We’re now finally ready to confront the terror that is Antihydra. It obeys the following high-level rules:

  1. Set \(x = 8\).
  2. Check whether \(x\) is even or odd.
    • If it’s even, calculate \(3x/2\). The result is your new value of \(x\). Add one to a running tally of how many times you’ve applied this even rule.
    • If it’s odd, calculate \((3x-1)/2\). The result is your new value of \(x\). Add one to a running tally of how many times you’ve applied this odd rule.
  3. Check whether your “odd” count is more than twice as large as your “even” count. If so, halt. If not, go back to step 2.

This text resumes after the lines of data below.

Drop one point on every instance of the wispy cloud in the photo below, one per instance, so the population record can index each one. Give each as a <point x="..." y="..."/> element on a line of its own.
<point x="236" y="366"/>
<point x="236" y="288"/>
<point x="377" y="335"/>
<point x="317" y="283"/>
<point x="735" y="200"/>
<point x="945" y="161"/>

This is a very curious set of rules. The formulas \(3x/2\) and \((3x-1)/2\) don’t appear to systematically favor odd or even numbers, so you might expect that iterating them again and again will look like repeatedly flipping a coin and keeping track of how often you get heads versus tails. Early on in a sequence of coin flips, it’s distinctly possible that you’ll end up with more than twice as many heads as tails. But if this doesn’t happen right away, it becomes less and less likely the longer you keep going. Researchers have now simulated the behavior of Antihydra out to more than 270 billion steps, and as expected, the “even” and “odd” tallies are pretty close to equal — nowhere near the extreme imbalance demanded by the halting condition. So it seems overwhelmingly likely that Antihydra never halts. But nobody knows how to prove it! The mathematician John Conway coined the delightful term “probviously” for situations like this — ones where the specific problem of interest is very hard to solve, but probabilistic reasoning about the “typical” behavior of similar problems makes the answer seem obvious.

Antihydra’s behavior is qualitatively similar to the \(5x + 1\) version of the Collatz conjecture, where we don’t know how to prove that any single trajectory diverges. I want to stress that as far as researchers know, there isn’t a more precise mathematical link between these two problems: If you resolved one of them, it wouldn’t automatically resolve the other. But the problems seem hard for very similar reasons. If someone does manage to prove the Collatz conjecture, the mathematical techniques used in the proof would likely be promising for the Antihydra problem (and vice versa).

Actually, Antihydra is just one of many probviously non-halting Turing machines with Collatz-like behavior. Busy beaver hunter Shawn Ligocki dubbed these machines “cryptids” when they were first identified in variants of the standard busy beaver game.

A cryptid illustrated as a beaver out of the works of H. P. Lovecraft, with extra eyes, tentacles, and horns.A cryptid depicted as a Lovecraftian beaver by Lauren, friend of Fern, member of the Busy Beaver Challenge discord server.

The first two cryptids to be discovered were named Bigfoot and Hydra; researchers have now identified so many cryptids that it no longer makes sense to give each one its own name. The existence of all these cryptids implies that busy beaver numbers beyond BB(5) will remain out of reach until researchers develop new mathematical tools for tackling Collatz-like problems. And the legendary mathematician Paul Erdős reportedly said “Mathematics may not be ready for such problems.”

But that doesn’t mean busy beaver hunters should give up. There’s still plenty of questions to explore in what might be called “cryptid ecology.” How many subspecies of cryptids are there? How are they related to each other, and to other unsolved problems in mathematics beyond the Collatz conjecture? Since the beginning of the busy beaver game, avid hunters have repeatedly encountered surprising new Turing machine behavior, and that pattern shows no sign of letting up.

This past August I visited Tahquamenon Falls in Michigan’s upper peninsula, a part of the state that’s apparently an epicenter of bigfoot sightings. Fortunately I didn’t encounter any cryptids, but I did learn some new things about a few friendlier critters. Surprising discoveries can come from anywhere!